Outra equipe, liderada pela cientista da computação Tanja Schultz, da Universidade de Bremen, na Alemanha, contou com dados de seis pessoas submetidas a cirurgia de tumor cerebral. Um microfone capturou suas vozes enquanto liam palavras de sílaba única em voz alta. Enquanto isso, eletrodos gravados das áreas de planejamento da fala e das áreas motoras do cérebro, que enviam comandos ao aparelho vocal para articular as palavras. Os cientistas da computação Miguel Angrick e Christian Herff, agora com a Universidade de Maastricht, treinaram uma rede que mapeou as leituras de eletrodos para as gravações de áudio e depois reconstruiu palavras a partir de dados cerebrais não vistos anteriormente. De acordo com um sistema de pontuação computadorizado, cerca de 40% das palavras geradas por computador eram compreensíveis.
Finalmente, o neurocirurgião Edward Chang e sua equipe da Universidade da Califórnia, em São Francisco, reconstruíram frases inteiras da atividade cerebral capturadas nas áreas da fala e motora, enquanto três pacientes com epilepsia liam em voz alta. Em um teste on-line, 166 pessoas ouviram uma das frases e tiveram que selecioná-la dentre 10 opções escritas. Algumas sentenças foram identificadas corretamente em mais de 80% das vezes. Os pesquisadores também aprimoraram o modelo: eles o usaram para recriar frases a partir de dados gravados enquanto as pessoas pronunciavam silenciosamente as palavras.
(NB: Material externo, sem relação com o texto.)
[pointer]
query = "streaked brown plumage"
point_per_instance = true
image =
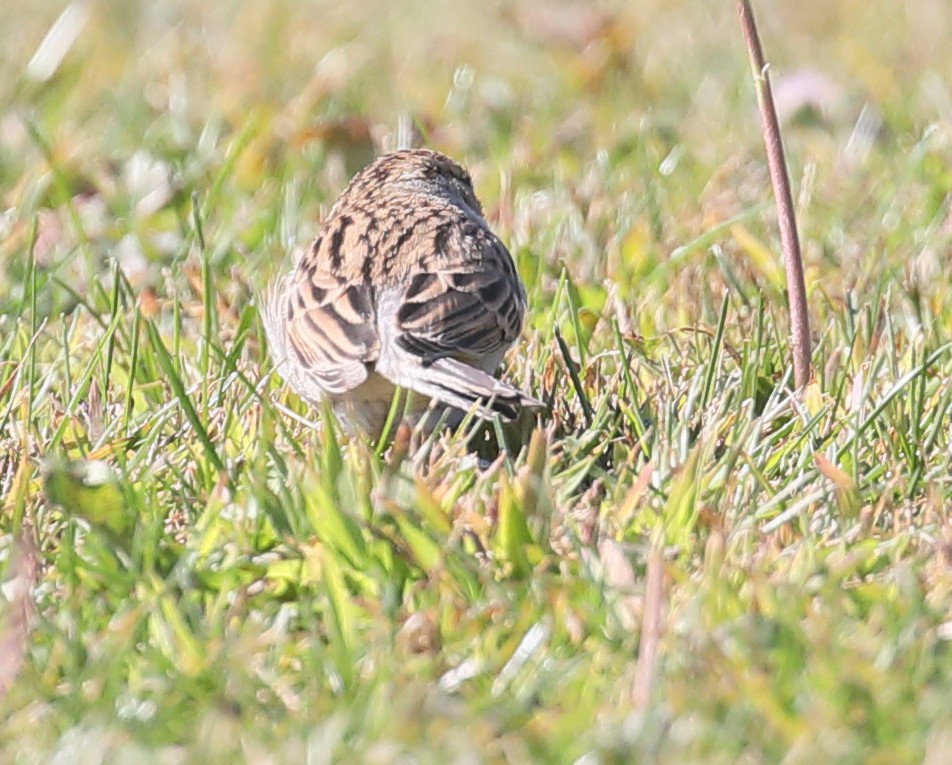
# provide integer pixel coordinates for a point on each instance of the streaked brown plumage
(404, 285)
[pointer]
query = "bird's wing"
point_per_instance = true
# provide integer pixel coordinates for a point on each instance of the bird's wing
(467, 304)
(455, 319)
(330, 327)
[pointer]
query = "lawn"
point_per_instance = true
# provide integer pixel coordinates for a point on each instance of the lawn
(687, 563)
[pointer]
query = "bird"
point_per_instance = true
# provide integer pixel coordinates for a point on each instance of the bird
(405, 286)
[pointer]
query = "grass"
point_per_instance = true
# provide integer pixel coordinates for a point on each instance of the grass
(194, 573)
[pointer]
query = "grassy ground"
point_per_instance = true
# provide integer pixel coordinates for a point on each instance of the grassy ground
(195, 574)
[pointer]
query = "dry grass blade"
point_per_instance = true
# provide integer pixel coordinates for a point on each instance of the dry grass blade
(786, 217)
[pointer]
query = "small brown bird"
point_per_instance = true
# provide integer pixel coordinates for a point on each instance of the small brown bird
(405, 285)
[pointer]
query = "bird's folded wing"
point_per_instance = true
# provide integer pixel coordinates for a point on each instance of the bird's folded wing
(331, 328)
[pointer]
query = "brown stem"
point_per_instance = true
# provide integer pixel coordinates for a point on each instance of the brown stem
(651, 627)
(786, 217)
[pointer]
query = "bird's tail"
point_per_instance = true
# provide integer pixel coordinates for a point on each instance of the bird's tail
(466, 387)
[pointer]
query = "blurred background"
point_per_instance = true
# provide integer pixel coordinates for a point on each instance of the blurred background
(602, 136)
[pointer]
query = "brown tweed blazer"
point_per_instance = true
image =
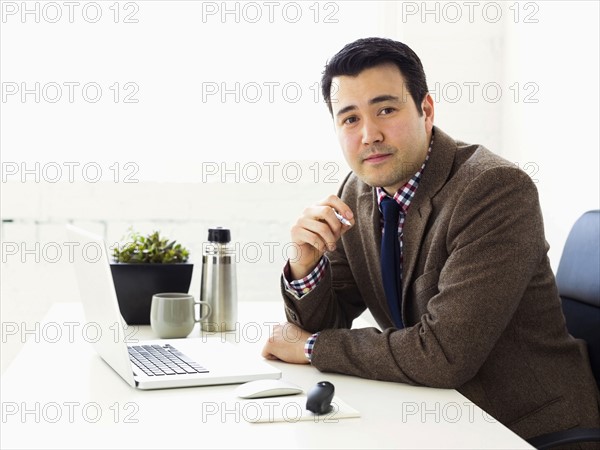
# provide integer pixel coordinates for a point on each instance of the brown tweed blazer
(479, 300)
Esse é um resultado importante, diz Herff - "um passo mais perto da prótese de fala que todos temos em mente".
No entanto, "o que realmente estamos esperando é como [esses métodos] farão quando os pacientes não puderem falar", diz Stephanie Riès, neurocientista da Universidade Estadual de San Diego, na Califórnia, que estuda produção de idiomas. O cérebro sinaliza quando uma pessoa silenciosamente "fala" ou "ouve" sua voz na cabeça, não são idênticas aos sinais de fala ou audição. Sem que o som externo corresponda à atividade cerebral, pode ser difícil para um computador decidir até onde a fala interna começa e termina.
A decodificação da fala imaginada exigirá "um grande salto", diz Gerwin Schalk, neuroengenheiro do Centro Nacional de Neurotecnologias Adaptativas do Departamento de Saúde do Estado de Nova York, em Albany. "Não está realmente claro como fazer isso."
Herff diz que uma abordagem pode ser dar feedback ao usuário da interface cérebro-computador: se eles puderem ouvir a interpretação da fala do computador em tempo real, poderão ajustar seus pensamentos para obter o resultado desejado. Com treinamento suficiente de usuários e redes neurais, cérebro e computador podem se encontrar no meio.